この報道より先にトム・クルーズが宇宙での映画撮影を企画していると報じられているが、現在ミッションインポッシブルシリーズの二本撮りに挑んでいる上にこのコロナ禍である。
恐らくトム・クルーズが宇宙に行くのは当分先になるだろう。
閑話休題、最近宇宙旅行関連のニュースが続いている。
今夏にはアマゾンのジェフ・ベゾスとヴァージンアトランティックのリチャード・ブランソンがそれぞれ自身の会社が手掛ける宇宙旅行会社の試験飛行で宇宙に赴いた。
一般庶民が宇宙に上がる事が出来るのは数世紀先だろうけども、少なくとも富裕層レベルでは宇宙は新たなバカンス地になるのはそう遠くなさそうだ。
これだけ聞くと宇宙旅行にはショウビズ要素が付いて回るのだなとも思うのだが、こうしたショウビズでしかない宇宙旅行より地球に目を向けろと至極まっとうな事を言って炎上してしまった人がいる。
イギリス王室のウィリアム王子である。
超要約をすると新たな地球を見つけるよりも、地球を修復する事にも労力を割くべきであるという旨の事をこの宇宙旅行開発競争に対してコメントして、地球環境の保全を訴えたのである。
英王室は今年亡くなられたフィリップ殿下とウィリアム王子は著名な動物学者のデイビッド・アッテンボローと親密で共同で環境保全プロジェクトを立ち上げている。
エリザベス女王とフィリップ殿下はともに知的好奇心の旺盛な方でアポロ11号の宇宙飛行士を招いているのだが、ウィリアム王子に関してはこの宇宙旅行開発競争を「貧困層から見たら宇宙旅行するカネがあるならパンをくれと言うんじゃないか」と茶化してさえいる。
そうしたウィリアム王子に対して、前述のシャトナーは「宇宙にいる事を誇示する目的ではなく、宇宙に産業を興す第一歩だ」とウィリアム王子を批判している。
正直に言って、この双方の主張にはどちらに道理がある。
ただこのベゾス・ブランソンの推し進める宇宙旅行開発は、ウィリアム王子が恐らくそう思っているであろう金持ちの道楽の域を出ていないとも思う。
簡単に宇宙に上がれる筋道が出来たとて、そこが目標になっている感が否めないのである。
ただこのコラムでも指摘がされている様に、若年層というか次世代が現行の科学技術について環境を消耗させるものという前提に立ってしまうと凄くマズい事になる。
この萌芽は環境左派というかグレタ・トゥーンベリのフォロワーや中国共産党指導部に見え隠れする。
ウィリアム王子やディビッド・アッテンボローの指摘は至極まっとうである。
ただ文明の停滞は権力が起こすものではなく、社会や文化が起こすもではないかと、何となくこのコラムを読んで思ってしまった。
反出生主義の様なジレンマが宇宙開発にも付きまといかねないのではないかと。
この民間宇宙旅行開発は確かに金持ちの道楽に過ぎないけども、これから議論されないといけない軌道エレベーターや宇宙での太陽光発電・送電計画は否定されるべきではないと思うのだ。

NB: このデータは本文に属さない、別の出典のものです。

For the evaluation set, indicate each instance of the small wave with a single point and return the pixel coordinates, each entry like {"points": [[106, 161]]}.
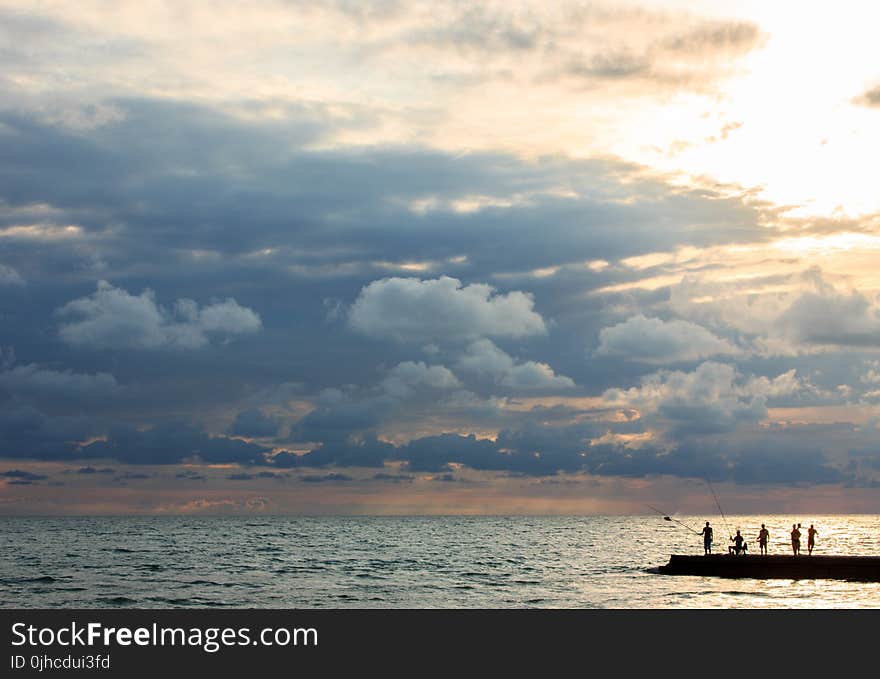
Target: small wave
{"points": [[120, 600]]}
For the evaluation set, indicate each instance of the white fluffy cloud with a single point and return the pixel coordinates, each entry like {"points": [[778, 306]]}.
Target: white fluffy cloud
{"points": [[112, 318], [405, 377], [809, 315], [410, 309], [483, 357], [653, 340], [712, 398]]}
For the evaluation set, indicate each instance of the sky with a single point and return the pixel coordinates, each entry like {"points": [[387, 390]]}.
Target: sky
{"points": [[400, 257]]}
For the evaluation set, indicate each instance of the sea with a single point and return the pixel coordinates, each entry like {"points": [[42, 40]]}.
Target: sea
{"points": [[424, 562]]}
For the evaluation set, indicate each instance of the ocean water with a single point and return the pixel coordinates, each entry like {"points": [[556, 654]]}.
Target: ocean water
{"points": [[404, 562]]}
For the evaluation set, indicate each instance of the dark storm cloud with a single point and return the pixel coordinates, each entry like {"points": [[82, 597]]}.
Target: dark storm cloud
{"points": [[325, 478], [253, 423], [94, 470], [22, 475], [393, 478], [197, 205], [170, 443]]}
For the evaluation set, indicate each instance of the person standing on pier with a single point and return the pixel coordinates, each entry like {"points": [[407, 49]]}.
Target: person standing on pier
{"points": [[763, 538], [811, 539], [707, 538]]}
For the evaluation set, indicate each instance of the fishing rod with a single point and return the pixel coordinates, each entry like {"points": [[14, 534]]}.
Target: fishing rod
{"points": [[718, 504], [666, 517]]}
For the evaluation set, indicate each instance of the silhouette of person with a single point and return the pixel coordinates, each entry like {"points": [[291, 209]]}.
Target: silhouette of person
{"points": [[763, 538], [811, 539], [738, 546], [707, 538]]}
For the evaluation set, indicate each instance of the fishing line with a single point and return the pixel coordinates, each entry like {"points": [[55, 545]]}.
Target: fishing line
{"points": [[718, 504], [666, 517]]}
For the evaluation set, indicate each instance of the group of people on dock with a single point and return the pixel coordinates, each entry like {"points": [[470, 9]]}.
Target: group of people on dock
{"points": [[740, 546]]}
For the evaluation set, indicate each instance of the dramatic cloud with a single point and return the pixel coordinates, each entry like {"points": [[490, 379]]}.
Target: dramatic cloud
{"points": [[414, 310], [111, 318], [253, 423], [711, 399], [408, 376], [810, 315], [653, 340], [9, 276], [484, 358], [33, 380]]}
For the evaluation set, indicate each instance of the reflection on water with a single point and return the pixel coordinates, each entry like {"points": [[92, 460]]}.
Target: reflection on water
{"points": [[412, 562]]}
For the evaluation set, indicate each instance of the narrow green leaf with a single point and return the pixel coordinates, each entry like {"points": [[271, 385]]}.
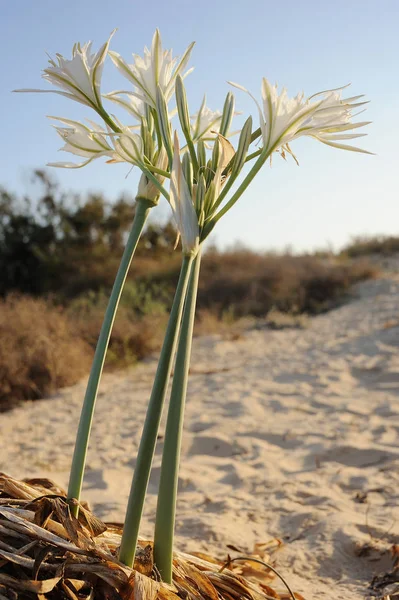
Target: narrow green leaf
{"points": [[227, 114], [182, 106]]}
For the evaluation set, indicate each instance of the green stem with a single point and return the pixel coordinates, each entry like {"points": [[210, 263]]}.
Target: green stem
{"points": [[149, 436], [166, 506], [241, 189], [86, 417]]}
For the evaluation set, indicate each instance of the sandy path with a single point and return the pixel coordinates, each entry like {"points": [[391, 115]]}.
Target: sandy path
{"points": [[291, 433]]}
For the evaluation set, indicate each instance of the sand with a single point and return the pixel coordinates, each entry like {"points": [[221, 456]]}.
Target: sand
{"points": [[289, 434]]}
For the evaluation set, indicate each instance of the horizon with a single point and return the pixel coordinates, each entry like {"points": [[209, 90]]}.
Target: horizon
{"points": [[332, 197]]}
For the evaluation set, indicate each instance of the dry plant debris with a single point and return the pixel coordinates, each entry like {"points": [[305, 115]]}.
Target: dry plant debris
{"points": [[47, 554]]}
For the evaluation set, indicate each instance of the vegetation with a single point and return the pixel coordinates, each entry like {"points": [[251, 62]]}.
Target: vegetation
{"points": [[58, 259], [365, 246]]}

こうしたSFガジェット的な未来や憧れをグレタや習近平国家主席や小泉進次郎議員は否定をするだろう。
ただそうしたガジェットへの憧れは技術の進歩には大いに必要である。
こういう憧れや夢や目標を、行き過ぎた環境保護主義に否定されない事を願うのは間違いではないだろうと思うのだが。